Кларисса. Лицо жены мрачной тучей наползло на идеально спланированное путешествие, и в горле непроизвольно образовался сухой колючий ком. Жозе поморщился, съёжился, но, окрылённый своим смелым поступком, решил идти до конца — отложить встречу с женой в одностороннем порядке. Не звонить, не писать, а просто отправить телеграмму: «Остаюсь в Марселе до прибытия „Santa Simona“ т.ч. к. Запланированы важные встречи т. ч. к. Поцелуй от меня Филиппе т. ч. к. Обнимаю т. ч. к. Жозе т. ч. к.»
«Ну в самом деле что она сделает, если я просто не вернусь завтра домой? Закатит истерику? Распсихуется? Будет кричать как ненормальная? Разобьёт пару тарелок или даже флакон духов? Да пусть кричит, кричит столько, сколько ей вздумается! Хватит с меня того, что я терплю эту бездушную стерву более тринадцати лет и оплачиваю все её безумные счета. По логике я определённо заслужил несколько недель отдыха. Задержусь-то я всего на месяц, ну плюс-минус неделя», — мысленно подбадривал себя Жозе, опасаясь внезапно изменить решение. Лёгкие просили воздуха свободы. Всем своим сердцем он желал только одного — раствориться в одиночестве осени, чтобы просто жить в моменте… Молчать. Думать. Грустить. Дышать. В конце концов просто побыть самим собой вдали от себя несвободного и давно несчастливого.

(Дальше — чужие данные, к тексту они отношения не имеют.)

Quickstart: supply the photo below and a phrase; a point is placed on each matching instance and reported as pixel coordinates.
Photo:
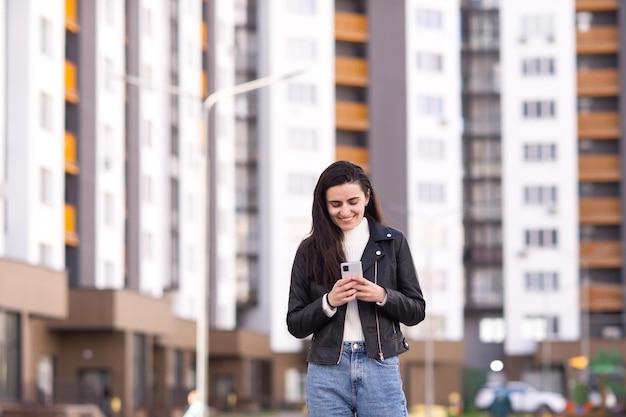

Жозе начал своё одинокое путешествие из Марселя, чтобы вернуться сюда месяц спустя. Всё это время он ехал на блестящем темно-зелёном ягуаре по дорогам Прованса, заезжал в Бордо, провёл несколько дней в Монпелье, погрустил в Сете и отправился в Париж, затем были Леон, Женева, Аннеси, и напоследок он оставил свой любимый Шамони.
Жозе разыскивал друзей, ощущая в душе тончайшие нотки ностальгии о прошлом, вспоминал, грустил… Но главное — его путешествию нужна была какая-то цель, которая не давала бы ему возможности вернуться домой раньше срока. И вот, по крупицам собирая адреса и телефоны однокурсников, взрослый мужчина радовался словно мальчишка, нечаянно получивший улыбку недоступной одноклассницы.
Повстречавшись, он приглашал старых друзей в самый дорогой ресторан, чтобы за изысканным ужином просто поговорить, вспомнить студенческие годы и по крупинкам воскресить в памяти давно ушедшее беззаботное счастье юности в Сорбонне. Однако эйфория от дружеских встреч прошла довольно быстро, впрочем, как и желание когда-либо встретится с ними вновь… Совсем не так Жозе представлял себе всех этих людей. Он и представить не мог, настолько сильно они изменились внешне и внутренне: постарели, погрустнели, поблёкли. Удивлялся и одновременно не мог понять, как такие амбициозные и способные в прошлом юноши находили себя в том, чем занимались, учитывая тот самый факт, что работа, на которую они растрачивали свой жизненный ресурс, никогда не принесёт им ни денег, ни славы. Банковский служащий, оценщик недвижимости, аудитор, чиновник из муниципалитета и даже преподаватель экономики в провинциальном колледже… Жозе отдавал себе отчёт, что судить людей по себе неправильно и жизненный путь у каждого человека свой, он не мог понять, как ни старался — почему все те, кого он считал своими друзьями, хвастливо и смешно выпячивают пред ним свои сомнительные великие достижения?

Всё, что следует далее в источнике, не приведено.